Kepala Bidang Tanaman Pangan DTPHP Kutim, Dessy Wahyu Fitrisia, mengatakan, bantuan tersebut diserahkan kepada kelompok tani di Kecamatan Kaubun melalui Unit Pelayanan Jasa Alat Mesin Pertanian (Upja).

Menurutnya, bantuan yang diberikan berupa drone pertanian dan combine harvester atau mesin pemanen padi. Kedua alat ini diharapkan mampu mempercepat proses kerja petani dan menekan biaya operasional di lapangan.

“Drone itu berfungsi untuk pemupukan dan penyemprotan pestisida, sementara combine digunakan untuk memanen padi secara otomatis,” jelas Dessy, Jumat (14/11/2025).

Ia menuturkan, penggunaan teknologi modern di sektor pertanian menjadi langkah strategis dalam mewujudkan pertanian yang efisien dan berkelanjutan. Dengan adanya dukungan dari Bank Indonesia, petani di Kutim diharapkan bisa lebih mandiri dan produktif.

Bantuan pertama berupa drone diserahkan sekitar dua tahun lalu untuk kelompok tani di Bumi Rapak, Kecamatan Kaubun. Sedangkan bantuan combine diberikan pada tahun ini dan langsung dimanfaatkan saat panen raya bersama Bupati Kutim pada Agustus lalu.

“Bantuan dari BI ini menjadi bukti nyata bahwa sinergi lintas sektor sangat penting untuk membangun ketahanan pangan daerah,” tambahnya.

Dessy menyebut, keberadaan alat-alat modern ini menjadi titik awal penerapan pertanian presisi di Kutai Timur. Petani kini mulai terbiasa menggunakan teknologi berbasis digital dalam kegiatan sehari-hari.

Selain itu, program tersebut juga membuka peluang bagi daerah lain untuk mendapatkan dukungan serupa di masa mendatang. “Kalau hasilnya baik dan efisien, tentu potensi replikasi di kecamatan lain akan terbuka,” ujarnya.

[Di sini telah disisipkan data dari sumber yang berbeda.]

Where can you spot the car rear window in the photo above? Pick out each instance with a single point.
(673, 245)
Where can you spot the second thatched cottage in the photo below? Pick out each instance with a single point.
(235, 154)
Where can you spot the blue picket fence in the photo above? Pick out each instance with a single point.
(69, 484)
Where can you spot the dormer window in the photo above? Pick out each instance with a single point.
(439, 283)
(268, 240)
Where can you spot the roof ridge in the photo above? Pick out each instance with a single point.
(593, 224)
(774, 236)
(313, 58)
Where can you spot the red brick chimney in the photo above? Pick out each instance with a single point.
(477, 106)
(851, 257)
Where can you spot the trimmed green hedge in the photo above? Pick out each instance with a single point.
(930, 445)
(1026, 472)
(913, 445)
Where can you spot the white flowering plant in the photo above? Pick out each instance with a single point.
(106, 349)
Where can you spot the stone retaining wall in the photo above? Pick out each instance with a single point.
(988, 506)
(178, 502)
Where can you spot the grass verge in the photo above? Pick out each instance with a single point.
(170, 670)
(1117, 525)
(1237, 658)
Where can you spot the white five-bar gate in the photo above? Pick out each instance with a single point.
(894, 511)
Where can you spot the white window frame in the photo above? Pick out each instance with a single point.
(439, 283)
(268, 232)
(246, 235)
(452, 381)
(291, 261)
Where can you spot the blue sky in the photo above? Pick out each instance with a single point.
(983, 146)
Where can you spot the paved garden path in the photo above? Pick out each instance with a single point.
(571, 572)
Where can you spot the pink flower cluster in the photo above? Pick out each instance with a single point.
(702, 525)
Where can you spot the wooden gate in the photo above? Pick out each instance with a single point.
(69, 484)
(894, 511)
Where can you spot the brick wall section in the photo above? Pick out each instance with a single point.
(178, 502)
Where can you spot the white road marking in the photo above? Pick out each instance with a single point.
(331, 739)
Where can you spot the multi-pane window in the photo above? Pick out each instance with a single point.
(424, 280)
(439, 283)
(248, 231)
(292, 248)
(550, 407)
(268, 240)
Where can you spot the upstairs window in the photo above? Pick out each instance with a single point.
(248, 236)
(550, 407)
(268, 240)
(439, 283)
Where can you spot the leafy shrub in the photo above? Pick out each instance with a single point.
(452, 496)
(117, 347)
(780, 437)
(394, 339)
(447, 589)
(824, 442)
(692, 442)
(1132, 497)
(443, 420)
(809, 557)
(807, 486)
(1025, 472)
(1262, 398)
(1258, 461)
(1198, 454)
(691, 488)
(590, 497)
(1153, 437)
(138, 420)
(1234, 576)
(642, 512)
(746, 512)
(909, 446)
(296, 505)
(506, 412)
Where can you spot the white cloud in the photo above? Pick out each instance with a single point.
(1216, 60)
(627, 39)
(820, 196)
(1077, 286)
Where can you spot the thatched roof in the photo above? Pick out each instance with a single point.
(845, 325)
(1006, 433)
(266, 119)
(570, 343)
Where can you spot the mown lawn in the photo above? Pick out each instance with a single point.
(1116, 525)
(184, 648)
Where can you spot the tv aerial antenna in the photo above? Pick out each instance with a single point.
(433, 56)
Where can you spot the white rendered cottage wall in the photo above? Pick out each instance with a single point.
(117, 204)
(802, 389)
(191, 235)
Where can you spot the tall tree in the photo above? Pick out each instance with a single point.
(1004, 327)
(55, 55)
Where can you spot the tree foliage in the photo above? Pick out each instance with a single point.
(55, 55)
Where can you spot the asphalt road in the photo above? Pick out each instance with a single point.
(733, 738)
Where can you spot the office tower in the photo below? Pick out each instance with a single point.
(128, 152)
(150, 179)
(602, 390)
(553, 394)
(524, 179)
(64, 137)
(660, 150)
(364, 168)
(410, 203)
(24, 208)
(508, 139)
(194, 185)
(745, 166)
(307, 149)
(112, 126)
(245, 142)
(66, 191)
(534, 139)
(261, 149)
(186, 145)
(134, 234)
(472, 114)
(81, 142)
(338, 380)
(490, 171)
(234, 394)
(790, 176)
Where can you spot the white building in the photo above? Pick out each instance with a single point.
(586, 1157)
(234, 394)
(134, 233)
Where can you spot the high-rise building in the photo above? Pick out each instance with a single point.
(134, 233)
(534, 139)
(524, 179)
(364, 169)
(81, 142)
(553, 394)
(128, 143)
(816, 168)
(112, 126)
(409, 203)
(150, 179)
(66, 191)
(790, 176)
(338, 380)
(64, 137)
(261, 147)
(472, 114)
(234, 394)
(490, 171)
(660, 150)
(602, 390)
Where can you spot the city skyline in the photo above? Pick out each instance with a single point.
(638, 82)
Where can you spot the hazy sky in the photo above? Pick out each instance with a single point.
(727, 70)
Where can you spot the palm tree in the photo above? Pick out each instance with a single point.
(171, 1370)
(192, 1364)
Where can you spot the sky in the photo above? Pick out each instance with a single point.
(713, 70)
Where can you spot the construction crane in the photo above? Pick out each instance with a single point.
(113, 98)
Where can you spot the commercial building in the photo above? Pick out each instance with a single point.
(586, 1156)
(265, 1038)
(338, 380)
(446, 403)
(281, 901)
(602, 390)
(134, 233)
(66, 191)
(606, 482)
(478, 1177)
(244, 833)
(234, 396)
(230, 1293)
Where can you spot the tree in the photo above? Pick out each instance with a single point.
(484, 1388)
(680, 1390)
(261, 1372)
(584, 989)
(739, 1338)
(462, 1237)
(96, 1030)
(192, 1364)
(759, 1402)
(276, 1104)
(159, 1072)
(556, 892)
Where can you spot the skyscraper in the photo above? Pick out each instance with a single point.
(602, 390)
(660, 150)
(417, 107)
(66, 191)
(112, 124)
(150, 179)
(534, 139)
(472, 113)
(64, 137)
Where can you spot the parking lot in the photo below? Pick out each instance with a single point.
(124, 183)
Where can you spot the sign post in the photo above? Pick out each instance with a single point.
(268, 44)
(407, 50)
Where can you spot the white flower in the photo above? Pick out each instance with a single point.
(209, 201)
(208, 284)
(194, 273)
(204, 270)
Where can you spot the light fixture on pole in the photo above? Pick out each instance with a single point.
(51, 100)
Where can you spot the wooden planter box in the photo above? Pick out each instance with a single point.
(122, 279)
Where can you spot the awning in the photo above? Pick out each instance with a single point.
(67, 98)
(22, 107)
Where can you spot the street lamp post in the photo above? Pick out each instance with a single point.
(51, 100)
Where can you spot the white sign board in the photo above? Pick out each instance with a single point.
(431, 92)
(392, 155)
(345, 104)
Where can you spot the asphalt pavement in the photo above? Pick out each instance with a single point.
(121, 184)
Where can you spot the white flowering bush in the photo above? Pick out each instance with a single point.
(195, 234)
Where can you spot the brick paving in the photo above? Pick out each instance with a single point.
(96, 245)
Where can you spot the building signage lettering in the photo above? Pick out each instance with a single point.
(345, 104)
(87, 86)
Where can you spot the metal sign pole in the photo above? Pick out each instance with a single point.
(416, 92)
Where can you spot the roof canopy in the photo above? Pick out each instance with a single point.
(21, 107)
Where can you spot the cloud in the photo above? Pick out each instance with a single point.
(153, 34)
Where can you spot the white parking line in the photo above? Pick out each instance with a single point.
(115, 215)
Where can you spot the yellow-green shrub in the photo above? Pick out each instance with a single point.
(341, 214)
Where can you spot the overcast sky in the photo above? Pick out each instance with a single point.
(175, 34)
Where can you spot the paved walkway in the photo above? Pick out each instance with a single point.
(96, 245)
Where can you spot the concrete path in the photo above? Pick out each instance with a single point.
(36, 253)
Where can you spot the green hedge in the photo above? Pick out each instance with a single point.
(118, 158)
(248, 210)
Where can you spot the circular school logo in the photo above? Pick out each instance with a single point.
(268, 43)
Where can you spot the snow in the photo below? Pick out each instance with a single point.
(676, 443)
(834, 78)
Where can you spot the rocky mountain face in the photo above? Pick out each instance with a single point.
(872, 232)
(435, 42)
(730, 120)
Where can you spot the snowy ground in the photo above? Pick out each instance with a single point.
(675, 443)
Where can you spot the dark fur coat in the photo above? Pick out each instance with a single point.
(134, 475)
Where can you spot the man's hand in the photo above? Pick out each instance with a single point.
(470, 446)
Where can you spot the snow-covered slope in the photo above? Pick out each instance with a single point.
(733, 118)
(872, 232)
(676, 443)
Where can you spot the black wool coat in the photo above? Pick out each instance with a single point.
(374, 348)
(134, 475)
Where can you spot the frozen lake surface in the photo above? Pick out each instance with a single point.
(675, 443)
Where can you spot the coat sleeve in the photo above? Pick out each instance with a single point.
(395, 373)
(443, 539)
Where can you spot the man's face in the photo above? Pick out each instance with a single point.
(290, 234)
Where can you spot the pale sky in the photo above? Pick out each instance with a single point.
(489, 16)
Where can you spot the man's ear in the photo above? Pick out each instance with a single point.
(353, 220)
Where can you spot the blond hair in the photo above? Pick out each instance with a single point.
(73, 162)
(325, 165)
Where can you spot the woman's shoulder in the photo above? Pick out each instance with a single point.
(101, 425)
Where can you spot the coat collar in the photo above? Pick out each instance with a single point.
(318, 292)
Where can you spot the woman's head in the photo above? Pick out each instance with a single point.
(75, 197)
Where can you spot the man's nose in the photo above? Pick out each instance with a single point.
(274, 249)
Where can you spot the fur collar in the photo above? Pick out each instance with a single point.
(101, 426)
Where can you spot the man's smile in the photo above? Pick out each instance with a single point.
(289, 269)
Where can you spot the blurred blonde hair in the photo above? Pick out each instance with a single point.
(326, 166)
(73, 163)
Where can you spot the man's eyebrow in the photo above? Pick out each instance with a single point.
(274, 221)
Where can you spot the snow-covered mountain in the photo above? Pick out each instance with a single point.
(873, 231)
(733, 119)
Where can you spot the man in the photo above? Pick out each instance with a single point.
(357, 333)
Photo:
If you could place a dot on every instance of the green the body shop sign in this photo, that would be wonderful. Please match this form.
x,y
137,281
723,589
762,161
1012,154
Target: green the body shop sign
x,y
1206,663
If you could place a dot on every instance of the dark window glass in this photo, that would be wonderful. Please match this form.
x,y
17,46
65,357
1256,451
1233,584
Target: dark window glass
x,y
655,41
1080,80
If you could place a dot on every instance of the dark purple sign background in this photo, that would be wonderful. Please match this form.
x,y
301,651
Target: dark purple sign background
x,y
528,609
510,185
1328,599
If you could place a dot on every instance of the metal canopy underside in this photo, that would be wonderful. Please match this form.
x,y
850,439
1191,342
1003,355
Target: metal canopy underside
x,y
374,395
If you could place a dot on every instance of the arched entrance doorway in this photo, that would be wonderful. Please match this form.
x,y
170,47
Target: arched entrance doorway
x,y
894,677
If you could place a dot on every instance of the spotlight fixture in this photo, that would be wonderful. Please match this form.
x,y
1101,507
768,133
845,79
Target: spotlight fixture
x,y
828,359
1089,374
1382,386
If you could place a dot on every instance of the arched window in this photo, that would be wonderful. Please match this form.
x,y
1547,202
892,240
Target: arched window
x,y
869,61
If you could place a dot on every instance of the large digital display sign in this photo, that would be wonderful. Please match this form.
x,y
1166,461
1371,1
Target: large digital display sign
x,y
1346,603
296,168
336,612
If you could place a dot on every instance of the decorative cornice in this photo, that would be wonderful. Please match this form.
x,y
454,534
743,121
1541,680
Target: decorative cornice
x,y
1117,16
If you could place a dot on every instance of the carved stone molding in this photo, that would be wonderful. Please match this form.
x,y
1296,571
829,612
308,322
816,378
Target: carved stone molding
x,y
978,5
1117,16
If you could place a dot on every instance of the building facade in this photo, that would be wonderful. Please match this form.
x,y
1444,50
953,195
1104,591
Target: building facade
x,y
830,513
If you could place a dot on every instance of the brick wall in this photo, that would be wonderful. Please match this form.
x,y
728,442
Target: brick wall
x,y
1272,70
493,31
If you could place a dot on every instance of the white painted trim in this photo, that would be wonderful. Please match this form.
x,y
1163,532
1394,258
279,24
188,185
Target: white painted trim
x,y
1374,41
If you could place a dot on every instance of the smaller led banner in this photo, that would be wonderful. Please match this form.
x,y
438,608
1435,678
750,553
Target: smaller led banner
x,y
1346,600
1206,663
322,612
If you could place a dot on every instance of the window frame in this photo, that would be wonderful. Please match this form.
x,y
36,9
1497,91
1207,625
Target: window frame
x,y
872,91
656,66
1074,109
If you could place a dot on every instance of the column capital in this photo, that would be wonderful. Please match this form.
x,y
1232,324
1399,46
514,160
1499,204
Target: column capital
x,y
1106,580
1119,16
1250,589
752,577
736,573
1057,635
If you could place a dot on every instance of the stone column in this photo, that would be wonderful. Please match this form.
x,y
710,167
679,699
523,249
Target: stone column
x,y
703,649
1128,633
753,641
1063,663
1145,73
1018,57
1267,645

Ia pun mengapresiasi langkah BI yang tidak hanya fokus pada sektor keuangan, tetapi juga ikut mendorong pertumbuhan ekonomi daerah melalui sektor pertanian.
Dengan bantuan ini, pemerintah daerah berharap dapat mempercepat transformasi sistem pertanian dari konvensional menuju modern.

“Semoga sinergi ini berkelanjutan dan menjadi contoh bagi instansi lain untuk ikut mendukung petani kita,” pungkas Dessy. (Adv/Kominfo)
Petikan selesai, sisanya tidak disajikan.